The role of AI-based technologies in critical care is expanding exponentially. Much of the work utilizing AI in intensive care has been around predictive analytics for early identification of deteriorating/at risk patients and machine learning models to predict patient’s clinical trajectory [111]. Solutions such as using predictive analytics to provide early insights on whether a patient will develop delirium [113], pressure injuries [114] from prolonged ICU stay, sepsis [115], or have unattended bed exits triggering falls, have the potential to become the gold standard for the healthcare industry. They augment the decision support process, enhance reliability, and accelerate much-needed agility in critical care. These tools are crucial to optimizing the care our patients receive and achieving the goal of zero harm. Halamka and Cerrato describe in The Digital Reconstruction of Healthcare that the future belongs to advanced data analytics. Supporting human skills with Big Data and AI-based algorithms can be equated to “giving the best artists the best analytic tools” [116]. It will elevate the potential for decreased ICU stay, and fewer hospital-acquired infections, among many other healthcare-associated conditions. This vision advances the frontiers of patient safety into an ultra-safe space. Another promising feature of AI-based solutions is solidifying healthcare in the high-reliability space where there is less dependence on human behavior and more reliance on systems and structures. Minimizing patient harm while delivering care includes high-reliability practices which lead to a “more integrated picture of operations at the moment and earlier detection of potential threats to safety” [117]. Empirical evidence suggests that advanced predictive analytics must be part of the solution to improve the patient’s safety journey in critical care environments.

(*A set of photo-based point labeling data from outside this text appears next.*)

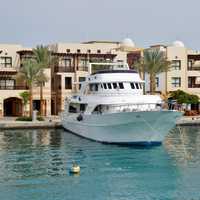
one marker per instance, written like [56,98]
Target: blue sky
[147,22]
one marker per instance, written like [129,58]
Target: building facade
[64,77]
[184,73]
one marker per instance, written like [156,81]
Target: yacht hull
[142,128]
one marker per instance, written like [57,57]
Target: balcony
[82,68]
[7,69]
[14,87]
[64,69]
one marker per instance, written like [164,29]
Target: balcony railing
[64,69]
[15,87]
[4,67]
[193,68]
[83,68]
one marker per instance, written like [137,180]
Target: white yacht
[111,108]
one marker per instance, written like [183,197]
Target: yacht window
[96,87]
[114,85]
[137,85]
[83,107]
[109,86]
[121,85]
[132,85]
[97,110]
[93,87]
[73,108]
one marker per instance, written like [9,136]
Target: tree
[153,62]
[43,59]
[29,72]
[25,97]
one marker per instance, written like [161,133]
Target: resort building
[11,58]
[73,63]
[63,77]
[184,73]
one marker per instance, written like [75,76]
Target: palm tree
[25,97]
[43,59]
[29,72]
[153,62]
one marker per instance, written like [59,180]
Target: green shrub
[24,119]
[40,118]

5.3 Electronic medical record (EMR)

The transition from handwritten records to EMR has improved efficiency, revenue capture, and billing. Evidence supports using EMRs to enhance patient safety and improve outcomes [118]. Reports exist promoting that EMR saves time during documentation [119]. If critical elements of EMR design and implementation are overlooked, then the positive or negative impact on patient safety and quality could potentially be amplified [108]. To appropriately design and implement an EMR in the ICU, crucial elements must be considered, including information overload, clinical setting, rule development, controlled environment testing, field testing, and implementation science. As an example, Pickering et al. have demonstrated that after following these steps for introducing a novel Ambient Warning Response and Evaluation (AWARE), EMR was associated with improved efficiency of data access and decreased cognitive overload due to improved presentation format [120].

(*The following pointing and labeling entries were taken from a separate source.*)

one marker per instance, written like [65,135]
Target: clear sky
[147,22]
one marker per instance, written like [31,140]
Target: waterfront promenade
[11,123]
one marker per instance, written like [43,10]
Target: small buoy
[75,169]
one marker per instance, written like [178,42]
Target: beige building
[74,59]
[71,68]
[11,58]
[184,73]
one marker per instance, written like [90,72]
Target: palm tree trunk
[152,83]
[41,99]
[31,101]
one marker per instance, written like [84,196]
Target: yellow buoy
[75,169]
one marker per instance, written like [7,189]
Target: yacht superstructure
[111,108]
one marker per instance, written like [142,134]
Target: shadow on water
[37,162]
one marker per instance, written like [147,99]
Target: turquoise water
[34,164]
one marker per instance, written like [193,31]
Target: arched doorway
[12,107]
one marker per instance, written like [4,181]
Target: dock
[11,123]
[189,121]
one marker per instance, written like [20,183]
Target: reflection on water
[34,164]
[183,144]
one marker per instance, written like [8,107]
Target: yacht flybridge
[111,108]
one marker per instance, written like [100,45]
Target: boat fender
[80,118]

5.4 Dashboards and feedback

The amount of information and metrics being tracked by ICU providers and leaders can be overwhelming. It is paramount that critical priorities are distilled at the unit, team, and provider levels. Priorities need to be divided into metrics to induce improvements that can be tracked in dashboards and transparently published and accessed. To sustain the gains, providers should be given factual and non-judgmental feedback as close to real-time as possible. Utilizing this methodology with the sepsis care bundle compliance, for example, some ICUs have been able to improve compliance, [121] sustain gains, and translate them into improved patient outcomes [103, 122].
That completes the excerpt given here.